Part 30 of 58
Many Eyes
By Madhav Kaushish · Ages 12+
The query-key-value attention worked well for Phlontjek's contract questions. But some questions required tracking multiple kinds of relationships simultaneously.
The Compound Question
Phlontjek: Here is my test case. Clause 87: "If the quantity specified in Clause 12 is not delivered to the port named in Clause 34 by the date established in Clause 3, the penalty described in Clause 91 applies." I need your system to answer: what is the penalty, and when does it trigger?
The answer required tracking four separate cross-references — to Clause 12 (quantity), Clause 34 (location), Clause 3 (date), and Clause 91 (penalty). Each reference was a different kind of relationship.
Trviksha's single attention mechanism had one set of queries, keys, and values. It produced one set of attention weights per position — one pattern of "what is relevant." For Clause 87, the attention pattern would have to simultaneously capture references to quantities, locations, dates, and penalties. In practice, it compromised: the attention spread across all four references, heavily weighting the most recent one and partially losing the others.
Trviksha: One attention pattern can only capture one kind of relevance at a time. When Clause 87 needs to attend to four different clauses for four different reasons, a single pattern blurs them together.

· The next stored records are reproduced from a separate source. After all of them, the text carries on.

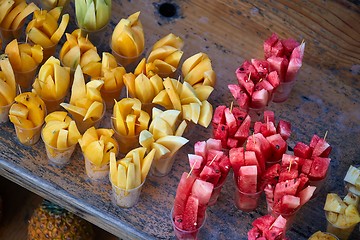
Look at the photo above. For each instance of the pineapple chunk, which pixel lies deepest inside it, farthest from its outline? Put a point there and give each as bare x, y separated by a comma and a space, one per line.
352, 215
334, 203
332, 217
352, 175
351, 199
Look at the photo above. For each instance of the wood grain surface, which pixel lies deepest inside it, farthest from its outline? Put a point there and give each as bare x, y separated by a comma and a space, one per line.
325, 98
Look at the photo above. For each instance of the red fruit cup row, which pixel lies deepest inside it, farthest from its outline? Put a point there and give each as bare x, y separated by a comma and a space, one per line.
189, 212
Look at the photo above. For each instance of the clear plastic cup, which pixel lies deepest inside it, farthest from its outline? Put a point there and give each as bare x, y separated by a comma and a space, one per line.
4, 113
282, 92
25, 78
126, 142
343, 233
186, 235
57, 156
215, 194
126, 198
162, 167
95, 172
129, 63
246, 202
28, 136
88, 123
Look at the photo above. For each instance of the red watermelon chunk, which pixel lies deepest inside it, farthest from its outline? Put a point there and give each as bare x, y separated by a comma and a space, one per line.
182, 193
269, 193
269, 116
314, 141
305, 168
280, 222
239, 115
278, 64
259, 98
295, 62
274, 79
273, 233
258, 143
189, 221
195, 162
202, 191
268, 129
264, 84
319, 168
278, 146
289, 45
208, 174
214, 155
277, 50
269, 43
237, 159
213, 143
286, 174
306, 194
178, 221
261, 66
219, 116
271, 173
290, 160
254, 234
251, 160
263, 223
247, 180
288, 187
243, 131
321, 149
302, 150
224, 166
200, 148
232, 142
221, 133
230, 121
304, 180
248, 69
287, 204
284, 129
246, 83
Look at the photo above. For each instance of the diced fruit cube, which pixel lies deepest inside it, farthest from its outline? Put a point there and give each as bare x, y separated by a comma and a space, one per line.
334, 203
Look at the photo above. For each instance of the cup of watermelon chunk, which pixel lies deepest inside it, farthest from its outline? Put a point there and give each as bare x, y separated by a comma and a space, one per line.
246, 201
183, 234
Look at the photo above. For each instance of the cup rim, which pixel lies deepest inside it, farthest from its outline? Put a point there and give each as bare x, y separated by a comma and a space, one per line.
249, 194
119, 134
335, 225
52, 147
129, 190
113, 52
187, 231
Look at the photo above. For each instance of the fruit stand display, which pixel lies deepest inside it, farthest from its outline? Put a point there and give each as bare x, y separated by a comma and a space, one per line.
324, 101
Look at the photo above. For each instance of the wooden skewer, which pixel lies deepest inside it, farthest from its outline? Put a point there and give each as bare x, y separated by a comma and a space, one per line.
192, 168
249, 77
213, 160
325, 135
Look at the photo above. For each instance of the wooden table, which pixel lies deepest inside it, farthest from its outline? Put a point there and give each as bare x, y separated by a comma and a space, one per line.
325, 98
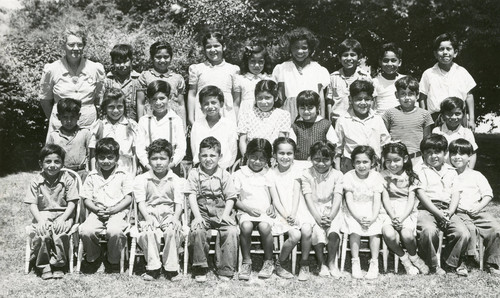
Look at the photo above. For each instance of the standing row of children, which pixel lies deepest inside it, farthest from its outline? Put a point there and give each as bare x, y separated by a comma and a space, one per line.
300, 89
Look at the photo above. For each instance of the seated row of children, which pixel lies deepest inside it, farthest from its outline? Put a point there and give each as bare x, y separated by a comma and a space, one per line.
312, 205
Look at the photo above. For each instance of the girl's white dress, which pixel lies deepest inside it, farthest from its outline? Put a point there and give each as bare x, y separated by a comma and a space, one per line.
254, 192
363, 191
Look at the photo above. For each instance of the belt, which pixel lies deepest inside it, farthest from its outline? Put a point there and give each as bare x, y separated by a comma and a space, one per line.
415, 154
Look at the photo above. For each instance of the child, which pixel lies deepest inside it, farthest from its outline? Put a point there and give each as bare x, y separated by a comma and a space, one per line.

Blortz: It is like having one eye that must look in four directions simultaneously. The eye compromises and looks roughly at the centre, missing all four targets.
Multiple Heads
The solution was to run multiple attention patterns in parallel. Instead of one set of query-key-value weights, Trviksha created four sets — four independent "heads," each with its own learned weights.
Head 1 learned to track legal cross-references — which clauses referenced which other clauses. Head 2 learned to track quantities — amounts, volumes, weights mentioned throughout the contract. Head 3 learned to track temporal references — dates, deadlines, durations. Head 4 learned to track spatial references — locations, ports, regions.
Each head computed its own attention weights independently. Head 1 might cause Clause 87 to attend heavily to Clause 91 (the penalty reference). Head 2 might cause Clause 87 to attend to Clause 12 (the quantity). Head 3 might attend to Clause 3 (the date). Head 4 to Clause 34 (the location).
Trviksha: Four heads, four sets of eyes, each looking for a different kind of relationship. Each head specialises in a different aspect of the contract structure.
Drysska: How do you combine them?
Trviksha: Each head produces a result — a weighted combination of values, tailored to that head's perspective. I concatenate the four results and pass them through a linear transformation that combines them into a single output.

What the Heads Learned
Trviksha did not tell the heads what to specialise in. She created four heads with independent weights and trained the whole system end-to-end. The specialisation emerged from the data.
Blortz: You did not assign Head 1 to legal references and Head 2 to quantities?
Trviksha: No. I created four heads and let them train. Each head's query-key-value weights adjusted to capture whatever patterns improved the final predictions. The specialisations emerged because different kinds of relationships required different matching patterns, and it was easier for each head to specialise than for all heads to be generalists.
Blortz: They specialised because specialisation reduced error.
Trviksha: Exactly. A head that tried to track both temporal and spatial references would do a mediocre job at both. A head that focused on temporal references could learn sharper, more specific matching patterns. The training process pushed each head toward specialisation naturally.
In practice, the specialisations were not perfectly clean. Head 1 mostly tracked legal cross-references but also picked up some quantity patterns. Head 3 mostly tracked dates but also noticed certain recurring phrases. The heads overlapped somewhat, but each had a clear primary focus.
Phlontjek: And for my compound question?
She ran the system on his test case. The multi-head attention correctly identified all four cross-references in Clause 87 and assembled the answer: "If the quantity (400 bushels, Clause 12) is not delivered to Port Xvelsk (Clause 34) by fourteen days after harvest (Clause 3), a penalty of twenty percent of contract value applies (Clause 91)."
Phlontjek: That is correct. Every reference resolved, every detail right.
Trviksha: Four eyes are better than one — when there are four different things to look at.